Sages comme des sauvages + Samaïa

Samedi 17 octobre – 20h30 / Reporté au samedi 06 mars 2021

Pour vous accueillir en toute sécurité :
Le port du masque est  obligatoire, distanciation physique à respecter, du gel hydroalcoolique disponible pour tou.te.s, placement assis uniquement, réservation en ligne conseillée.
En fonction des mesures sanitaires le bar pourra être fermé.

Sages comme des sauvages

Tapis derrière la jungle de leurs plantes d’appartement, Ava Carrère et Ismaël Colombani observent la vie comme elle va. Le luxe engendre la misère, la mode taille des costards aux fauves et l’usine vole le feu du volcan. Sages Comme Des Sauvages échafaude sa musique comme le lieutenant Colombo mène l’enquête, comme le douanier Rousseau peint ses tigres, avec la naïveté en bandoulière, comme une arme contre le second degré et les désillusions de notre temps.

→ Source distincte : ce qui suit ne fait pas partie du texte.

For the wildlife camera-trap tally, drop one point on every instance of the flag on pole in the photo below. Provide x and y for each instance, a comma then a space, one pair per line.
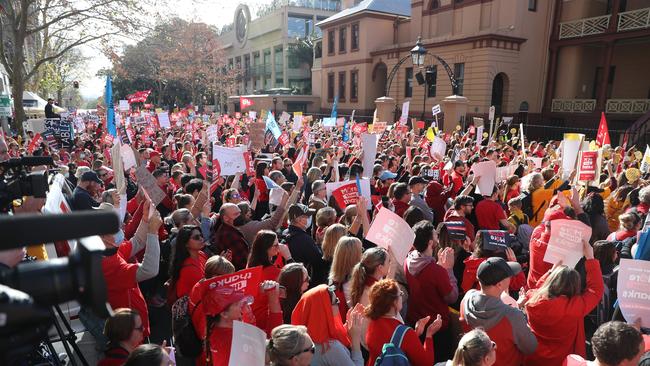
110, 113
602, 138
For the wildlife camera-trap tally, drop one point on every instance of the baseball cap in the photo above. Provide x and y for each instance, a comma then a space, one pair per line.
90, 177
417, 180
298, 209
495, 269
387, 174
217, 299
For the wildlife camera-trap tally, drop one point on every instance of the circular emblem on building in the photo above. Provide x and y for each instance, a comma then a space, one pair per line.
242, 24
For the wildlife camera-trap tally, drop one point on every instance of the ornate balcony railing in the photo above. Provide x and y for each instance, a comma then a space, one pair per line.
573, 105
634, 19
627, 106
584, 27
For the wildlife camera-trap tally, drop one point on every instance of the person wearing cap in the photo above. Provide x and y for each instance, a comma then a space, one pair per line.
154, 161
506, 325
432, 285
301, 244
223, 306
417, 185
87, 188
558, 307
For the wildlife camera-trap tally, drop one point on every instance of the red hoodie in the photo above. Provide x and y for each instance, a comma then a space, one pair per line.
558, 323
471, 282
538, 244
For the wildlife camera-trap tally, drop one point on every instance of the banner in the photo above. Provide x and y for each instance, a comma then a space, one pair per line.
571, 145
487, 170
228, 161
369, 147
391, 231
248, 345
588, 166
633, 290
566, 240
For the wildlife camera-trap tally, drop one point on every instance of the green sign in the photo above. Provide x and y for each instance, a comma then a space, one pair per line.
5, 106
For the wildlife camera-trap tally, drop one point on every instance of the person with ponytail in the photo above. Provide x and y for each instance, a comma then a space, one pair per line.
290, 345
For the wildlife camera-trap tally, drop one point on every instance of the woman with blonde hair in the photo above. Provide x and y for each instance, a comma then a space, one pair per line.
556, 310
346, 255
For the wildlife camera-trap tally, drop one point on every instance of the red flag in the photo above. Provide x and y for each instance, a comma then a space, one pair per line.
602, 138
245, 103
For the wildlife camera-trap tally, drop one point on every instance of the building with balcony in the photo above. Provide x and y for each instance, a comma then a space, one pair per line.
496, 50
598, 63
260, 48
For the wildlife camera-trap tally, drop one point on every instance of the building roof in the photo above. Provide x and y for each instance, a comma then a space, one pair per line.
393, 7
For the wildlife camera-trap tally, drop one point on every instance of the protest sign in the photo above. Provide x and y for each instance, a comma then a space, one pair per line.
363, 182
163, 120
571, 145
487, 171
565, 243
149, 184
369, 146
228, 161
248, 345
496, 240
438, 148
388, 230
633, 290
588, 166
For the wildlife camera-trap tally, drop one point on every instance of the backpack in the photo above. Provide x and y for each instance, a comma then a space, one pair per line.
187, 342
391, 354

Sages Comme Des Sauvages est sur scène comme dans son salon et c’est pour ça que le public en redemande. Le duo devenu quatuor a bâti en concert une complicité entre lui et le monde. le deuxième album de Sages Comme Des Sauvages apparaît plus luxuriant que jamais et c’est une machette bien acérée qu’il faudra pour arpenter cette jungle où poussent des chansons polymorphes et pointues.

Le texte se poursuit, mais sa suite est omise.